The story so far: Redistricting, the process of redrawing electoral boundaries, is conducted across U.S. Congressional and State legislative districts every decade, following the publication of the results of the population census. The principle behind redistricting is to ensure that the election of public officials embodies the ideal of genuine democratic representation, by factoring in changes in the geographic distribution of population. At the present juncture, the 2020 census results came in late, in August 2021, owing to the COVID-19 pandemic. Following this, in several ‘swing states’, or states that could potentially vote for members of either major political party, including Georgia, North Carolina, Ohio and Texas, Republican State legislators have successfully gerrymandered their respective electoral districts to build up “supermajorities” that could potentially overrule the diktats of a Democratic Governor. This process leaves worrying questions on democratic representation unanswered, because in such cases, Democratic Party supporters in these states have virtually no constitutional means to change the leadership of their legislatures, a hallmark of substantive democracy. The gerrymandering issue becomes even more salient given that the U.S. Congress is virtually gridlocked on most major policy issues, leaving vital questions in areas such as reproductive rights, gun control and healthcare reform in the hands of State authorities to implement or not as they choose.

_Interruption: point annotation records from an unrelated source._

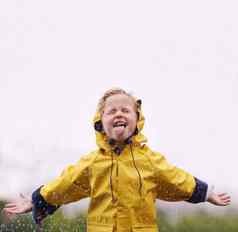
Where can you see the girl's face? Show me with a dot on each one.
(119, 117)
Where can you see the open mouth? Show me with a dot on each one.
(120, 124)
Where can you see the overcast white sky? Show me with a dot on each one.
(58, 57)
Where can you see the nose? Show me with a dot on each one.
(119, 114)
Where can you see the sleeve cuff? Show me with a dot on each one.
(200, 193)
(40, 207)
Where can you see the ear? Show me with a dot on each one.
(98, 126)
(138, 103)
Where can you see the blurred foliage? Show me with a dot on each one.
(200, 222)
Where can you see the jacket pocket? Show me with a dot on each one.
(145, 229)
(91, 227)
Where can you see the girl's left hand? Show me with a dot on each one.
(222, 199)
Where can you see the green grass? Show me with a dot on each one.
(200, 222)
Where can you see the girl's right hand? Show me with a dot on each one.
(22, 205)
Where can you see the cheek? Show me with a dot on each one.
(105, 123)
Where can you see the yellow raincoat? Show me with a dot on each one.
(123, 188)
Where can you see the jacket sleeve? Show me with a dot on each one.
(172, 183)
(72, 185)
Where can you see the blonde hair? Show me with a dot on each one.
(112, 92)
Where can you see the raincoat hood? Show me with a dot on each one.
(102, 139)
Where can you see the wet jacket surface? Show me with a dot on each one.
(123, 186)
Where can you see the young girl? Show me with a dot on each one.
(123, 177)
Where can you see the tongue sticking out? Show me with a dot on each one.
(119, 130)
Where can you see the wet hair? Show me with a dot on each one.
(112, 92)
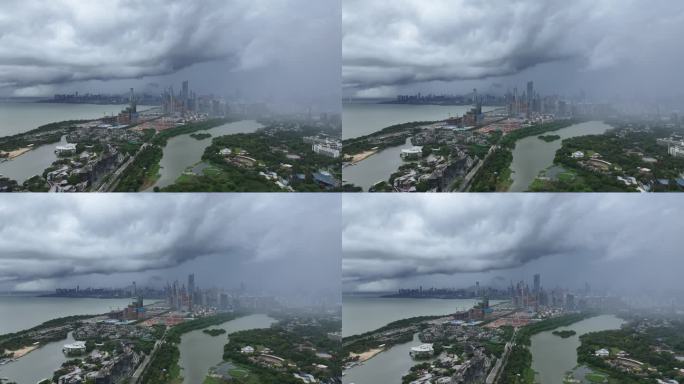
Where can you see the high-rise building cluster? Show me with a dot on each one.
(190, 297)
(187, 102)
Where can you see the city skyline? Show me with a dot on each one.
(246, 50)
(452, 47)
(449, 242)
(228, 241)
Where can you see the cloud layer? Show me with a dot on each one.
(63, 41)
(406, 41)
(44, 237)
(396, 238)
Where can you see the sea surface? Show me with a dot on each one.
(553, 356)
(184, 151)
(199, 351)
(31, 163)
(23, 312)
(18, 117)
(532, 155)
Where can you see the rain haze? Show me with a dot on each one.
(607, 49)
(110, 241)
(282, 52)
(616, 243)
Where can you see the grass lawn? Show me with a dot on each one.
(567, 177)
(596, 378)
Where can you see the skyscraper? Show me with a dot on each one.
(191, 289)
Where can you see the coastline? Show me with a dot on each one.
(11, 155)
(365, 356)
(359, 157)
(19, 353)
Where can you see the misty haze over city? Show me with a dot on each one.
(245, 50)
(224, 240)
(617, 51)
(612, 242)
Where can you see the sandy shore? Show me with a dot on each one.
(366, 355)
(359, 157)
(16, 153)
(24, 351)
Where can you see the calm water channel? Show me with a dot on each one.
(183, 151)
(199, 351)
(553, 356)
(532, 155)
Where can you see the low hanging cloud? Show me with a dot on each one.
(49, 237)
(403, 42)
(388, 239)
(53, 42)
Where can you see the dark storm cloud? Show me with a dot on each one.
(43, 43)
(48, 238)
(393, 238)
(389, 44)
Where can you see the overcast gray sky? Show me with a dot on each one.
(607, 48)
(272, 243)
(611, 241)
(283, 51)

Why should Democrats be worried about gerrymandering?
During the redistricting cycle that kicked off a decade ago, Republicans in battleground states such as Michigan Pennsylvania, and Wisconsin Michigan redrew State legislative district boundaries to favour their party’s candidates. In the wake of that action, since 2011, Republicans have successfully held on to both houses of the State government in all three States for the best part of ten years. That this happened despite Democrats winning other key public posts including the office of Governor, demonstrates the considerable potential of gerrymandering to tip the scales towards one party in the long run. Yet this apparent loophole in democratic politics is not cast in stone, and even in the case of these three States, independent or bipartisan State legislature commissions are now taking up the cause of righting past wrongs and addressing the question of electoral map-making in a non-partisan manner.

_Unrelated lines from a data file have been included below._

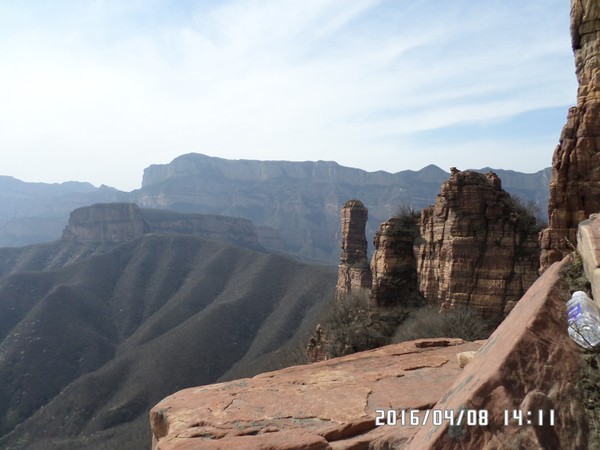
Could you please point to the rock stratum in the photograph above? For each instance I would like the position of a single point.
(529, 362)
(575, 182)
(478, 247)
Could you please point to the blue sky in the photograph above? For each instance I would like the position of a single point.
(97, 90)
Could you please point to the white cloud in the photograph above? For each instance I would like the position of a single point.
(132, 83)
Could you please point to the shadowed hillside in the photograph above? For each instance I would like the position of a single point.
(91, 343)
(302, 200)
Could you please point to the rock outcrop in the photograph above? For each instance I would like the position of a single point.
(394, 266)
(478, 245)
(354, 273)
(106, 222)
(575, 183)
(529, 362)
(117, 222)
(588, 246)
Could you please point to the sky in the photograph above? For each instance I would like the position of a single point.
(97, 90)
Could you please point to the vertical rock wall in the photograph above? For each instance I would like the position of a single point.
(575, 183)
(354, 272)
(478, 247)
(394, 266)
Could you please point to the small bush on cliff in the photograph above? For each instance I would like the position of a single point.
(353, 326)
(528, 209)
(459, 322)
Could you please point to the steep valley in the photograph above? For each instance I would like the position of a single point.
(92, 335)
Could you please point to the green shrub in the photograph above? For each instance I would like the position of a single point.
(458, 322)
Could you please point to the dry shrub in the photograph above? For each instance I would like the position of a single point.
(458, 322)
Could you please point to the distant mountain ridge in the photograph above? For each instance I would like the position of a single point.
(302, 200)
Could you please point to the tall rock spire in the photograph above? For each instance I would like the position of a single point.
(354, 272)
(575, 183)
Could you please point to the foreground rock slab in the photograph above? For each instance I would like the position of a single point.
(527, 368)
(326, 405)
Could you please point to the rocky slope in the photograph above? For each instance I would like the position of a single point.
(38, 212)
(478, 247)
(529, 362)
(394, 265)
(575, 183)
(92, 335)
(117, 222)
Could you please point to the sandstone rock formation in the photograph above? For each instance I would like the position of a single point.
(588, 245)
(478, 246)
(116, 222)
(330, 404)
(393, 265)
(106, 222)
(529, 362)
(575, 183)
(353, 272)
(216, 228)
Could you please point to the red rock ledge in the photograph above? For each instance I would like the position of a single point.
(528, 363)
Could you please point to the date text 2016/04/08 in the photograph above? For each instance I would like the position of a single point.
(469, 417)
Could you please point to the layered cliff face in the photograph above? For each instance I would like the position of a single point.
(117, 222)
(393, 265)
(575, 183)
(105, 222)
(478, 246)
(354, 272)
(529, 363)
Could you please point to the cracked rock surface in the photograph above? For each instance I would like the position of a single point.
(330, 404)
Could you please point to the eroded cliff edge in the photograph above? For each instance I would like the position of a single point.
(575, 183)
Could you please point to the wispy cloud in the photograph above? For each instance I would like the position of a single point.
(105, 88)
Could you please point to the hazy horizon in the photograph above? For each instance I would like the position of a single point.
(98, 91)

An important point to note here is that it is by no means, in the longer arc of U.S. political history, that only the Republican Party is guilty of gerrymandering. Indeed, among the swing states of the 2020 election, one State, Nevada, offered control of the redistricting process to the Democratic Party, and in Nevada, reports suggest that Democrats have nearly finalised an electoral districts map that would “give them supermajorities in both chambers of the Legislature, despite President Biden’s winning just 51% of the State’s vote last year.”
What trends are driving redistricting?
A specific long-term demographic trend is the movement of Democratic supporters into relatively urban areas, and the movement of Republicans to rural areas with far lower population density. With such an ever-more skewed geographic distribution of voters, Republican Party lawmakers have found it convenient to include or exclude cities in a district with a large swathe of rural voters depending on the density of Democratic supporters living there.
In the years prior to the enactment of the Voting Rights Act of 1965, redistricting was also driven by what is known as ‘packing,’ which is the attempt to redraw maps to ensure that a relatively larger proportion of a specific demographic group, such as African American voters, is ‘packed’ into a single or a few districts, blunting their capability to decisively determine an electoral outcome. In the first half of the 20th century and before, Southern States especially controlled the impact of the African American voter through such means. The flip side of packing is ‘cracking,’ which implies lawmakers seeking to break down a bunching together of certain voters who would support their opponents’ party, and spreading them across several districts, thus diluting their vote.
Where does the solution lie?
It is only through bipartisan or independent commissions exercising total control over redistricting that the process will be cleansed of political bias and represent genuine changes in population distribution. Presently, a majority of U.S. States – 39 out of 50 – do not have any such independent bodies.